Research Transit and Infrastructure

Economic Impacts of the MTA’s Capital Investment Strategy

March 2019

Overview

The Metropolitan Transportation Authority (MTA) operates the largest transportation network in North America – averaging 2.6 billion riders annually across its subway, bus, and commuter rail systems. The MTA network serves one-third of all mass transit users in the United States and two-thirds of all US commuter rail passengers.

The MTA regularly prepares a Twenty-Year Needs Assessment after completing a system-wide inventory and condition assessment to determine State of Good Repair needs and reviewing changes in regional travel patterns, demographics, and economic trends.

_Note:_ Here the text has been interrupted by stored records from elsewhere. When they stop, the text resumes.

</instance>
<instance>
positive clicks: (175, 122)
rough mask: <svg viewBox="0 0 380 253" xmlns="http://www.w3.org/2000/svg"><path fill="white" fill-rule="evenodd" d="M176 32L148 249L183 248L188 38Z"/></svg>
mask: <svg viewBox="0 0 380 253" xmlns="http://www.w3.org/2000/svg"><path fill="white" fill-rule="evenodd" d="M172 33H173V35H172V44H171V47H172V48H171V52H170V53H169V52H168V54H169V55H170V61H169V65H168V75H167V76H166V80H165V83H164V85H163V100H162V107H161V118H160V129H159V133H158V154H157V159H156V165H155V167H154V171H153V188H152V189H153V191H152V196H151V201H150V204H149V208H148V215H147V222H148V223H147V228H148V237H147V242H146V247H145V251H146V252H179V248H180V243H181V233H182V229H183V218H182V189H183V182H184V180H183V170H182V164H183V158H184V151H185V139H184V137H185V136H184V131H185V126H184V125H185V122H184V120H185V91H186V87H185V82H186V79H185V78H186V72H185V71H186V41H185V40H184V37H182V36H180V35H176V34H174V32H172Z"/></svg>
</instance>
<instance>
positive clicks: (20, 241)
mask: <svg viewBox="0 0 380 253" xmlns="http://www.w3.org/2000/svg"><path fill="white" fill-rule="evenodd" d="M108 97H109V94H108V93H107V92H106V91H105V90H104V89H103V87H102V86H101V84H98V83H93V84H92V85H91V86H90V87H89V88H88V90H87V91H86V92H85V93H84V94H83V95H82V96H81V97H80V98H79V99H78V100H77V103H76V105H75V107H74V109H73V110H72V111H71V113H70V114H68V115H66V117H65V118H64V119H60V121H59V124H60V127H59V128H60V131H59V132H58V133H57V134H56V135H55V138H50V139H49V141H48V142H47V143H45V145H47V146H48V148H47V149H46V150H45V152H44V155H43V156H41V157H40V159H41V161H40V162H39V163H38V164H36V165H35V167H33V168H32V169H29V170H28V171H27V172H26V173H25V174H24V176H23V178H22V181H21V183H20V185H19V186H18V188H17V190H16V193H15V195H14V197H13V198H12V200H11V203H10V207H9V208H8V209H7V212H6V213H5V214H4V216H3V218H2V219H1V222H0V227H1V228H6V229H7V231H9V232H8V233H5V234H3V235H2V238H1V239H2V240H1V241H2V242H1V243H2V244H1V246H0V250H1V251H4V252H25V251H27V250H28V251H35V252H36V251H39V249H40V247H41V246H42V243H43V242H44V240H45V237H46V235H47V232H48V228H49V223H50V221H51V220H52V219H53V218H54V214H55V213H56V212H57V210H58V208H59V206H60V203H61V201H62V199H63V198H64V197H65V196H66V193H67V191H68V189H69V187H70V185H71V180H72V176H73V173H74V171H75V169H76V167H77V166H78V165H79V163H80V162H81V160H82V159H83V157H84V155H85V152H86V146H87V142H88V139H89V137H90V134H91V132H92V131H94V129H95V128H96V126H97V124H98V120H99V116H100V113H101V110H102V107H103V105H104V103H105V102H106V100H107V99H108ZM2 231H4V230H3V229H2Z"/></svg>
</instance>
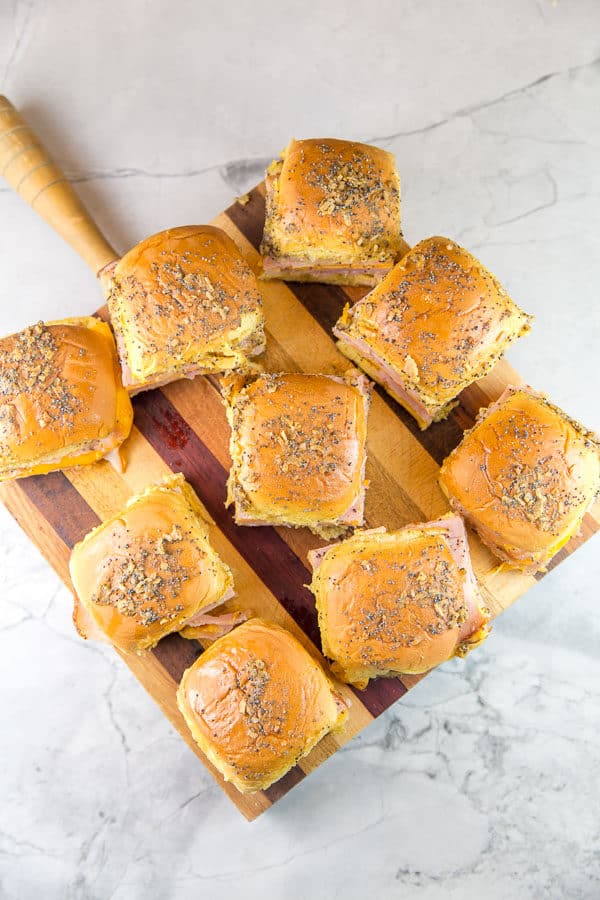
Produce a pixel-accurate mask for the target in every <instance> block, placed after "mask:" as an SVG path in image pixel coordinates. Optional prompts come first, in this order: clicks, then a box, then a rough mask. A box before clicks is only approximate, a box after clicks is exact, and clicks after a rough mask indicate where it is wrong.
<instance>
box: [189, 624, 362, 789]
mask: <svg viewBox="0 0 600 900" xmlns="http://www.w3.org/2000/svg"><path fill="white" fill-rule="evenodd" d="M177 703H178V706H179V709H180V710H181V712H182V714H183V716H184V718H185V720H186V722H187V724H188V726H189V729H190V731H191V733H192V736H193V738H194V740H195V741H196V743H197V744H198V745H199V747H200V749H201V750H202V752H203V753H204V754H206V756H207V757H208V759H209V760H210V762H211V763H212V764H213V765H214V766H215V767H216V768H217V769H218V770H219V772H220V773H221V774H222V775H223V778H224V779H225V781H230V782H231V783H232V784H234V785H235V787H236V788H237V789H238V790H239V791H241V792H242V793H249V792H252V791H260V790H264V789H265V788H267V787H269V785H271V784H273V782H275V781H278V780H279V779H280V778H281V777H282V776H283V775H285V774H286V772H288V771H289V770H290V769H291V768H292V766H294V765H295V764H296V763H297V762H298V760H299V759H301V758H302V757H303V756H306V755H307V754H308V753H310V751H311V750H312V748H313V747H314V746H315V745H316V744H317V743H318V742H319V741H320V740H321V738H323V737H324V736H325V735H326V734H328V733H329V732H330V731H339V730H341V728H342V727H343V723H344V720H345V718H346V715H347V706H346V703H345V702H344V700H343V698H342V697H341V695H340V694H338V693H337V692H336V691H335V690H334V688H333V685H332V684H331V682H330V681H329V679H328V678H327V677H326V676H325V674H324V672H323V670H322V668H321V666H320V665H319V664H318V663H317V662H316V661H315V660H314V659H313V658H312V656H310V654H309V653H308V652H307V651H306V650H305V649H304V647H303V646H302V644H300V643H299V642H298V641H297V640H296V638H295V637H293V636H292V635H291V634H290V633H289V632H288V631H286V630H285V629H283V628H280V627H279V626H277V625H273V624H271V623H269V622H265V621H263V620H262V619H250V620H249V621H248V622H246V623H245V624H244V625H240V627H239V628H236V629H235V630H234V631H232V632H231V633H230V634H228V635H226V636H225V637H223V638H219V640H218V641H215V643H214V644H212V646H211V647H209V649H208V650H206V651H205V652H204V653H203V654H202V656H200V657H199V658H198V659H197V660H196V662H195V663H194V665H193V666H191V667H190V668H189V669H187V670H186V671H185V672H184V674H183V678H182V679H181V684H180V685H179V690H178V692H177Z"/></svg>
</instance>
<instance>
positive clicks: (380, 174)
mask: <svg viewBox="0 0 600 900" xmlns="http://www.w3.org/2000/svg"><path fill="white" fill-rule="evenodd" d="M265 184H266V205H267V211H266V221H265V229H264V234H263V239H262V244H261V248H260V252H261V254H262V256H263V277H264V278H267V279H269V278H280V279H283V280H285V281H320V282H324V283H328V284H366V285H374V284H377V282H378V281H381V279H382V278H383V276H384V275H385V274H386V273H387V272H389V270H390V269H391V267H392V266H393V264H394V262H396V260H397V259H399V258H400V256H401V255H402V254H403V253H404V252H405V251H406V250H407V249H408V247H407V244H406V243H405V241H404V239H403V237H402V231H401V228H400V178H399V176H398V172H397V171H396V164H395V162H394V157H393V156H392V154H391V153H388V152H387V151H386V150H380V149H379V148H378V147H372V146H369V145H368V144H357V143H355V142H353V141H340V140H334V139H332V138H322V139H319V140H305V141H296V140H292V141H290V143H289V144H288V146H287V147H286V149H285V150H284V151H283V153H282V155H281V159H278V160H275V161H274V162H273V163H271V165H270V166H269V168H268V169H267V175H266V181H265Z"/></svg>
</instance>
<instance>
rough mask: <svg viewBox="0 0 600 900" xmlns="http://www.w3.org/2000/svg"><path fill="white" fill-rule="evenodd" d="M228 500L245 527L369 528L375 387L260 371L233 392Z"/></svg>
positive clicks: (357, 381) (352, 381) (314, 377)
mask: <svg viewBox="0 0 600 900" xmlns="http://www.w3.org/2000/svg"><path fill="white" fill-rule="evenodd" d="M228 402H229V406H228V419H229V423H230V425H231V444H230V452H231V459H232V466H231V472H230V475H229V482H228V495H227V503H228V505H229V504H231V503H234V504H235V520H236V522H237V523H238V525H294V526H297V527H300V526H303V525H305V526H307V527H308V528H310V529H311V530H312V531H314V532H315V533H316V534H321V535H324V536H336V535H338V534H340V533H342V532H343V531H344V530H345V527H346V526H349V525H361V524H362V522H363V511H364V492H365V465H366V436H367V414H368V406H369V384H368V382H367V379H366V378H365V377H364V375H361V373H359V372H357V371H356V370H355V369H352V370H349V371H348V372H347V373H346V374H345V376H344V377H343V378H340V377H336V376H333V375H305V374H282V375H259V377H258V378H256V379H255V380H254V381H252V382H251V383H250V384H247V385H245V386H244V387H242V388H241V389H239V390H237V392H236V390H232V391H231V392H230V395H229V399H228Z"/></svg>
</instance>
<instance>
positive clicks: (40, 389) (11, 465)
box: [0, 316, 133, 481]
mask: <svg viewBox="0 0 600 900" xmlns="http://www.w3.org/2000/svg"><path fill="white" fill-rule="evenodd" d="M132 422H133V411H132V408H131V402H130V400H129V397H128V395H127V392H126V391H125V390H124V388H123V385H122V384H121V371H120V368H119V360H118V358H117V352H116V348H115V342H114V340H113V336H112V333H111V330H110V328H109V327H108V325H106V324H105V323H104V322H101V321H100V320H99V319H95V318H92V317H87V316H85V317H82V318H71V319H62V320H59V321H56V322H47V323H44V322H39V323H38V324H37V325H32V326H31V327H29V328H25V329H24V330H23V331H20V332H18V333H17V334H11V335H9V336H8V337H5V338H2V339H1V340H0V481H7V480H9V479H12V478H23V477H25V476H27V475H41V474H43V473H45V472H53V471H55V470H56V469H64V468H67V467H68V466H75V465H83V464H84V463H92V462H95V461H96V460H98V459H102V457H103V456H106V455H107V454H109V453H110V452H111V451H113V450H115V449H116V448H117V447H119V445H120V444H121V443H122V442H123V441H124V440H125V438H126V437H127V436H128V435H129V432H130V430H131V425H132Z"/></svg>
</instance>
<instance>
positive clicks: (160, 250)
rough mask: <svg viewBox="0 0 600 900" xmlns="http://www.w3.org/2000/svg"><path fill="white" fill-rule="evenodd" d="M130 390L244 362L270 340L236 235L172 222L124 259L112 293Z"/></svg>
mask: <svg viewBox="0 0 600 900" xmlns="http://www.w3.org/2000/svg"><path fill="white" fill-rule="evenodd" d="M107 302H108V309H109V312H110V317H111V322H112V326H113V328H114V331H115V335H116V338H117V346H118V348H119V356H120V357H121V366H122V369H123V383H124V384H125V386H126V387H127V388H128V389H129V391H130V393H132V394H135V393H136V392H138V391H141V390H145V389H147V388H152V387H157V386H159V385H161V384H167V383H168V382H170V381H175V380H176V379H178V378H184V377H185V378H193V377H194V376H195V375H198V374H202V373H205V374H206V373H210V372H227V371H230V370H232V369H237V368H240V367H243V366H245V365H246V364H247V362H248V357H250V356H256V355H257V354H259V353H262V351H263V350H264V346H265V337H264V317H263V311H262V297H261V294H260V291H259V290H258V286H257V282H256V278H255V276H254V273H253V272H252V270H251V269H250V267H249V266H248V264H247V263H246V261H245V260H244V258H243V257H242V255H241V253H240V251H239V250H238V249H237V247H236V245H235V244H234V242H233V241H232V240H231V238H230V237H228V235H226V234H225V232H224V231H221V230H220V229H219V228H214V227H213V226H211V225H186V226H182V227H181V228H171V229H169V230H167V231H161V232H159V233H158V234H154V235H152V237H149V238H146V240H144V241H142V242H141V243H140V244H137V246H135V247H134V248H133V249H132V250H130V251H129V253H126V254H125V256H124V257H123V258H122V259H121V260H119V262H118V263H117V265H116V267H115V269H114V272H113V276H112V285H111V288H110V291H109V294H108V298H107Z"/></svg>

This study, prepared for the Partnership of New York City by Ernst & Young Infrastructure Advisors, LLC examines the potential economic impacts of the MTA’s Capital Investment Strategy for the first five years of the MTA’s 2020-2039 Twenty-Year Needs Assessment on New York State and its 10 economic regions.

$62B

$62 billion of economic output will be generated statewide over 5 years from the MTA's estimated $44 billion capital expenditure.

57K

57,400 jobs supported by the program.

Report Highlights

The MTA Capital Investment Strategy will result in on-site construction and engineering services, as well as purchases of New York-manufactured equipment. This activity will support jobs, incomes, and business sales throughout NYS.

Statewide Impact
The analysis estimated that MTA’s $39.3 billion of spending with NYS vendors would support an average of 32,300 direct jobs per year – or one direct job for every $244,000 of spending.

Regional Impact
The majority of the direct impacts are supported in the NYC, Long Island, and Hudson Valley regions – primarily reflecting the location of construction and maintenance services performed on-site. The five boroughs of New York will capture $31.4 billion of the direct Capital Investment Strategy spend, or 80% of estimated instate expenditures.

Key Takeaways

The MTA capital investment strategy brings critical on-site construction and engineering services, as well as purchases of key equipment from manufactures in New York. It relies on the expertise and services of New York-based construction and engineering firms. Collectively, this activity supports both direct and indirect jobs and business revenues throughout the state.